France, ouvrière, vit dans le nord de la France, à Dunkerque avec ses trois filles.
Son ancienne usine a fermé et tous ses collègues se retrouvent comme elle au chômage. Elle décide de partir à Paris pour trouver un nouveau travail. Elle va trouver un stage pour devenir femme de ménage. Assez rapidement, elle se fait engager chez un homme qui vit dans un univers radicalement différent du sien. Cet homme, Steve est un trader qui a réussi, il travaille entre la City de Londres et le quartier de la Défense à Paris. Les deux individus vont se côtoyer. Cette ouvrière va découvrir les gens qui vivent dans le luxe. Elle va finir par découvrir que cet homme, fort séduisant et sympathique, est en partie responsable de la faillite de son ancienne entreprise.
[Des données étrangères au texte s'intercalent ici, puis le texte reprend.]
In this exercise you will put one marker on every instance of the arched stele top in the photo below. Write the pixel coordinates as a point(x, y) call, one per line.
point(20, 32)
Avec Ma part du gâteau, le réalisateur Cédric Klapisch lorgne ouvertement du côté du cinéma de Ken Loach, auquel il emprunte toujours avec intelligence, son propos aussi social qu'engagé. Mais à la différence du réalisateur britannique, Cédric Klapisch signe ici un authentique conte moderne préférant jouer la carte de l'irréalisme pour mieux parler d'une douloureuse réalité économique. Une volonté affichée de sortir ainsi des rails du cinéma hexagonal et de son habituel microcosme bourgeois, qui se traduit également par un habile mélange des genres, télescopant pour notre plus grand bonheur fable anticapitaliste, authentique comédie romantique et thriller haletant. Talentueusement emmené par les comédiens Karin Viard et Gilles Lellouche, qui défend comme un beau diable son rôle de trader sans foi ni loi, ce nouvel opus du réalisateur Cédric Klapisch privilégie avant tout la dimension humaine, parvenant ainsi sans peine à nous toucher en plein coeur et à nous arracher autant de larmes de rires que d'émotion.